The governor’s office will release a revised budget in May, reflecting updated revenue projections, which could impact how much the state ultimately spends on any of these proposals.
One challenge the governor faces, Sperling said, is that the birth-to-5 age range encompasses such a “diverse range of services for kids,” from parental leave and home-visiting programs for new parents to pre-K and kindergarten. Organizations within the state’s early-childhood community are working more collaboratively than they once were, but with the prospect of new funding “let’s see now how united the field is,” Sperling said. “It’s easy to be united when there is no money.”
The role of federal grant funds
California is also one of 46 states and territories that received one-year federal Preschool Development Grants (PDG) earlier this year, which are intended to be used to assess early care and education needs for children from birth to age 5 and to build on existing programs that use a mix of school and community-based providers.
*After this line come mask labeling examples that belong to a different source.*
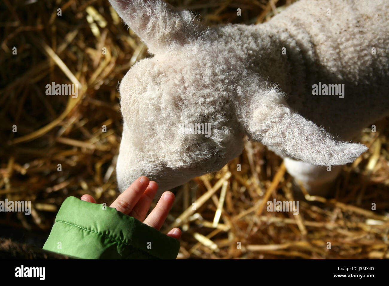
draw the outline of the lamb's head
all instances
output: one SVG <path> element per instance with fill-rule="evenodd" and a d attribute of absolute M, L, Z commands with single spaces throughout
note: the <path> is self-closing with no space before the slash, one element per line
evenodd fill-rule
<path fill-rule="evenodd" d="M 219 170 L 242 151 L 245 134 L 281 156 L 318 165 L 346 163 L 365 150 L 291 111 L 266 75 L 218 44 L 222 30 L 204 28 L 161 0 L 110 1 L 154 54 L 120 84 L 121 191 L 140 175 L 163 191 Z"/>
<path fill-rule="evenodd" d="M 188 11 L 162 1 L 111 3 L 154 55 L 134 65 L 120 84 L 119 190 L 140 175 L 163 191 L 219 170 L 243 147 L 226 81 L 228 57 L 211 51 L 208 29 Z"/>

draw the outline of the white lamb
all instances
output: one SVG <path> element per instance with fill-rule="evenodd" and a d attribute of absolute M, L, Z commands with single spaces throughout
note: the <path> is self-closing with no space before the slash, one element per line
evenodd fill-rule
<path fill-rule="evenodd" d="M 367 149 L 348 141 L 389 114 L 387 0 L 300 0 L 264 24 L 211 27 L 161 0 L 110 2 L 154 55 L 120 84 L 121 191 L 142 175 L 162 191 L 219 170 L 245 135 L 320 190 Z"/>

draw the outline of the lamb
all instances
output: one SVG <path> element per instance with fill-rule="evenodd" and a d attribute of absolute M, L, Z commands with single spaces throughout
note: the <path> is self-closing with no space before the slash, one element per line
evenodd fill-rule
<path fill-rule="evenodd" d="M 154 55 L 120 85 L 121 191 L 141 175 L 162 192 L 218 170 L 247 135 L 321 192 L 389 114 L 387 0 L 300 0 L 264 24 L 210 27 L 161 0 L 110 2 Z"/>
As states conduct their needs assessments, the legislative season, Weyer said, gives state education and early education agencies an opportunity to make a “wish list of what would improve their systems.”
Next week, when the National Institute for Early Education Research releases its annual state pre-K “yearbook,” one of the topics the report will cover is the way states — such as Montana — have been using the past round of federal PDG funds to expand or improve early-childhood education systems and how they sustain those services once the funds expire.